As the USSR was disintegrating, the United States launched its first war against Iraq, a key ally of the Soviet Union in the Middle East. During the 1990s, the US and Western Europe sponsored the dismemberment of Yugoslavia in order to isolate and weaken the Russian ally Serbia.
In 1998, the US spearheaded the incorporation into NATO, the US-dominated military alliance, of a whole number of newly independent states that had been either part of the Soviet Union or allied to it through the Warsaw Pact, including Estonia, Latvia, Poland, the Czech Republic, Hungary and Bulgaria.
In 1999 the US launched the air war against Serbia. At the same time, the US organized the construction of a new pipeline to transport oil from the Caspian Basin, via Baku, through Georgia to the Mediterranean port of Ceyhan, bypassing Russian territory.
In 2002, the US set up military bases in the former Central Asian Soviet republics of Uzbekistan (since then closed at the insistence of the Uzbek government) and Kyrgyzstan. At the end of 2003, the US engineered the “Rose Revolution” that brought Saakashvili to power in Georgia. In 2004, NATO admitted a new group of states formerly aligned with Russia—Lithuania, Romania, Slovakia and Slovenia. One year later Washington orchestrated the “Orange Revolution” that toppled a pro-Russian government in Ukraine and replaced it with a pro-American regime.
The final chapter in this assault on the strategic position of Russia was the recognition last February of Kosova’s bid for independence from Serbia.
Until now, the US has encountered no serious resistance. The events of the past week represent a major shift. For the first time, Russia, flush with oil money and able to exploit the overextended state of the US military, with its massive commitments in Iraq and Afghanistan, pushed back.
This has evoked an apoplectic response in the American ruling elite, which has no intention of accepting a diminution of its influence in the regions formerly dominated by the Soviet Union. US imperialism will react by immensely escalating its confrontation with Russia, no matter what the cost.
There is also a domestic component to the US escalation of tensions with Russia. The Bush administration is consciously seeking to create an atmosphere of international crisis in the run-up to the November presidential election. It calculates that an election held in an environment of fear and insecurity will boost the electoral chances of the Republican candidate John McCain.
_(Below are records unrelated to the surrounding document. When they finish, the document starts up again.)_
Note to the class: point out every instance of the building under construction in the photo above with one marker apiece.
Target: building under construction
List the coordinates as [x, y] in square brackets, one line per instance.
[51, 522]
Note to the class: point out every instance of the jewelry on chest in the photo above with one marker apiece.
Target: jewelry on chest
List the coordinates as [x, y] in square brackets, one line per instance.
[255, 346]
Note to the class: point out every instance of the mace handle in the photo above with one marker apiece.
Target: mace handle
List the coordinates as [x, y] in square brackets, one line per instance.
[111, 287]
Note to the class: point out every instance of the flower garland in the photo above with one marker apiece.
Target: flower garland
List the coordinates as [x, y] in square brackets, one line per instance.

McCain has based his campaign on his military background and his supposed foreign policy experience. From early on, he has called for a more combative stance toward Russia, and has responded to the Georgia crisis by demanding Russia’s ejection from the G-8 and other punitive measures.
The Wall Street Journal in an editorial on Wednesday summed up the demand of sections of the ruling elite and elements within the Bush administration for a major and permanent shift to something like a new Cold War against Russia. The newspaper wrote: “Reshaping US policy toward Russia will take longer than the months between now and January 20, when a new president takes office. But Mr. Bush can at least atone for his earlier misjudgments about Mr. Putin and steer policy in a new direction that his successor would have to deal with.”
There are, in fact, only relatively minor tactical differences between McCain and Democratic candidate Barack Obama on US policy toward Russia. Both continue to demand the admission of Georgia and Ukraine into NATO, which would put the US-led military alliance on the very doorstep of Russia. Had Georgia already been a member of NATO, the alliance would have been legally bound to intervene militarily in its defense following Russia’s incursion into South Ossetia.
The trajectory of the imperialist drive to carve up the world, spearheaded by US imperialism’s mad drive for global hegemony, is ominously clear. The American ruling elite will drag American workers and all of humanity into a catastrophe unless it is stopped. The only social force capable of achieving this is the international working class, united in the struggle to put an end to capitalism, the source of imperialist war, on the basis of a revolutionary socialist program.